Kioxia & Nvidia are already talking about 100M IOps SSD's directly attached to GPUs. This is less about running hte model & more about offboarding context for future use, but Nvidia is pushing KV cache to ssd. And using BlueField-4 which has PCIe on it to attach SSDs, process there. https://blocksandfiles.com/2025/09/15/kioxia-100-million-iop... https://blocksandfiles.com/2026/01/06/nvidia-standardizes-gp... https://developer.nvidia.com/blog/introducing-nvidia-bluefie...

We've already deepseek running straight off NVMe, weights runnig there. Slowly, but this maybe could scale. https://www.reddit.com/r/LocalLLaMA/comments/1idseqb/deepsee...

Kioxia for example has AiSAQ, which works in a couple places such as Milvus; not 100% clear but me exactly what's going on there, but it's trying to push work to the NVMe. And with NVMe 2.1 having computational storage, I expect we see more pushing work to the SSD.

These aren't directly the same thing as HBF. A lot is caching, but also, I tend to think there is an aspiration of trying to move some work out of ram, not merely to be able to load into ram faster.

goinghjuk•1w ago
they will probably use a simpler more direct protocol than NVMe
amelius•1w ago
Flash has limited write cycles. The faster you write, the faster it wears out. How do you overcome that?
nutjob2•1w ago
The other thing having many channels gives you is the ability to have much larger drive sizes, which fixes that problem.
amelius•1w ago
Yeah but where is your advantage now?
jiggawatts•1w ago
Now I understand why NVMe flash drive prices have rocketed up to triple the normal in the last few months! The AI hyperscalers aren't just sucking up the wafer runs for memory, they're also monopolising the wafers for SSDs.
soulofmischief•1w ago
Sam Altman bought 40% of the world's supply of DRAM in an underhanded, secret deal with two large manufacturers. It will take years for supply to recover.
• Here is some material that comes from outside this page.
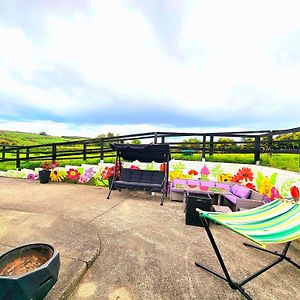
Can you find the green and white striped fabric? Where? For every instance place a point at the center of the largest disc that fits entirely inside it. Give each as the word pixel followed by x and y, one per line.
pixel 275 222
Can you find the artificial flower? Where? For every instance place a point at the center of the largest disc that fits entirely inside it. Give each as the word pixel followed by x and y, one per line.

The best part is the wafers are being bought with no plans to use them; just to keep them in storage so that competition cannot easily access RAM. Supervillain shit, should have been the last straw for PG to publicly denounce Sam and for OpenAI to be sued by the US government for anticompetitive practices. All this does is harm the consumer. Of course that ks never going to happen.

utxutxitxi•1w ago
He didn't actually buy it, nor does he have the money to. He just "committed" to buying it at a later date to disrupt the supply chain for his competitors. It's scams all the way down.
soulofmischief•1w ago
Yeah, good clarification. But the deal is made nonetheless, for the time being we have to expect it to be carried out and act accordingly.
nutjob2•1w ago
And he doesn't even have to follow through if he doesn't need it, he can probably sell it into the super tight market and profit that way.
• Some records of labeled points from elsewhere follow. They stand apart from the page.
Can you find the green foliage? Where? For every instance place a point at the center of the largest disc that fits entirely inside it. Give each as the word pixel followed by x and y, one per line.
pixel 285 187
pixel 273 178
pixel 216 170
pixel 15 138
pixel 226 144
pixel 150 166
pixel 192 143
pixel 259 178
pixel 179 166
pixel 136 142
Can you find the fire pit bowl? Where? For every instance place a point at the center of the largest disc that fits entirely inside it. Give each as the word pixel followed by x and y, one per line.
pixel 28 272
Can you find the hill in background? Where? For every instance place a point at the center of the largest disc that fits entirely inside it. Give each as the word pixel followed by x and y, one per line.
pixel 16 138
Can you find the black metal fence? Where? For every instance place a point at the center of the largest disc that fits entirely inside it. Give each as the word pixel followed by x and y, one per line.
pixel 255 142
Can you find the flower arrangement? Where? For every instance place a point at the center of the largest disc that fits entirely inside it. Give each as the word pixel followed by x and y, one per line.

I guess the memory companies loved the deal because they knew prices would skyrocket. I wonder if there are rules against cornering the market that apply here.

All in all, it stinks.

soulofmischief•1w ago
No, he made deals with each manufacturer in secret. That way neither of them realized how much the deal would affect global supply. It was underhanded all around.
goinghjuk•1w ago
china also buys raw materials (metals, ...) with no intention of using them immediately

but they do because they prefer holding commodities to us dollars

chmod775•1w ago
Can't wait to have another cache layer I have to think about.